Florida workers claim outsourced HR system reveals PII, lacks audit trail

The Tallahassee Democrat reports on an interesting disclosure instance: whistleblowers revealing allegedly shoddy data security practices at their former employer. The twist is that those doing the talking are not the folks whose jobs were outsourced, but former employees of the outsourcing firm.
From the article:

In an affidavit taken for a lawsuit by five state workers who say they were put at risk of identity theft, a former Convergys employee alleges that some People First workers playfully poked through personnel files of Bush, Attorney General Charlie Crist, Chief Financial Officer Tom Gallagher and DMS Secretary Tom Lewis, whose agency has been laboring with Convergys for two years to work out chronic kinks in People First. Another ex-employee signed an affidavit saying she was told by Convergys bosses not to let state employees know their information was at risk.

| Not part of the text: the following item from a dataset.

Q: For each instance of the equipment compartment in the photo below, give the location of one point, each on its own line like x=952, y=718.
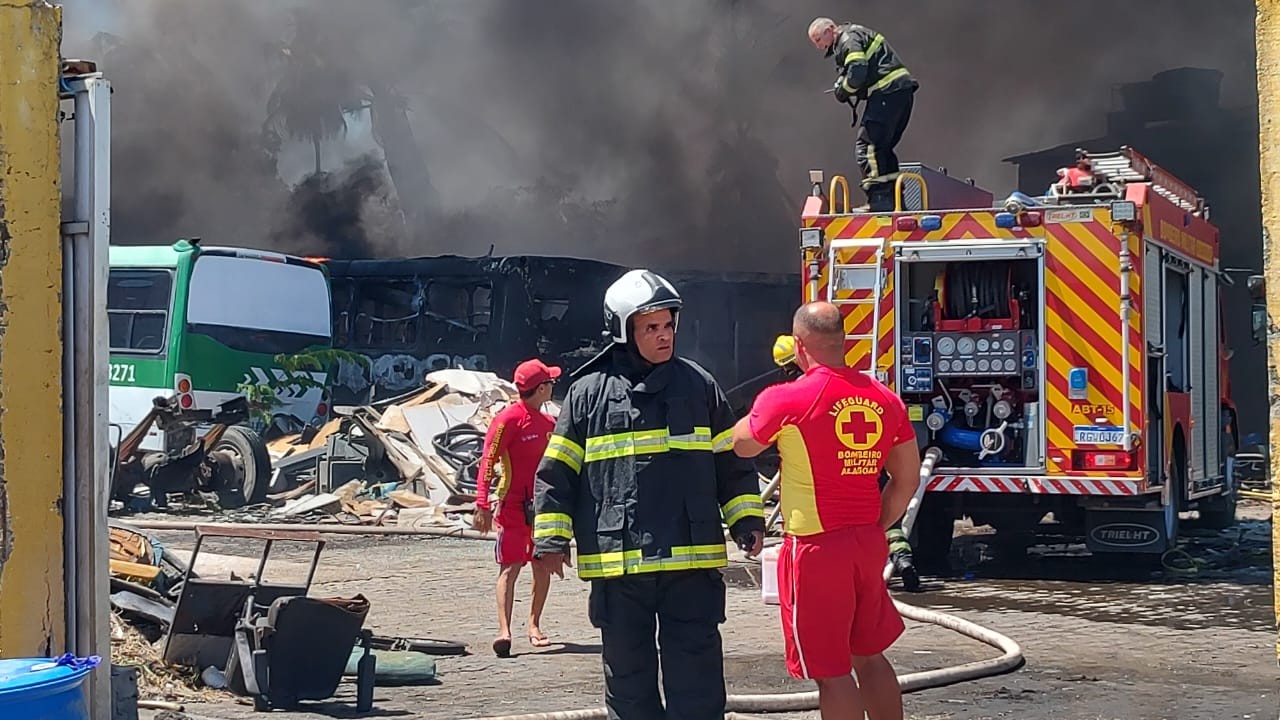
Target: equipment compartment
x=970, y=359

If these claims are true, it’d hardly be a shock that a consultant-built system paid for with government money turned out to be lousy. Now that disclosure has garnered widespread acceptance, though, tales of how such systems get built are not confined to departure lounge banter among consultants, or the water-cooler grousing of the rank and file subjected to the resulting “deliverables”.
A separate article describes how a subcontractor of Convergsys has also been accused of shenanigans involving PII:

Despite assurances by Convergys that personal information on state employees is safely kept on computers in the United States, a once-secret lawsuit against a former subcontractor alleges that private data was sent to India, Barbados and possibly China.
[… Plaintiff attorney] Newcomer said GDXdata used overseas scanning and indexing services “to save money” without telling Convergys. The suit says Convergys had billed the state at least $32 million when the case was filed, for work the company and the state thought was done domestically.

Now it’s time for me to try out a new toy. Tip o’ the hat to Eric Rescorla, from whose blog I learned of Etymotic.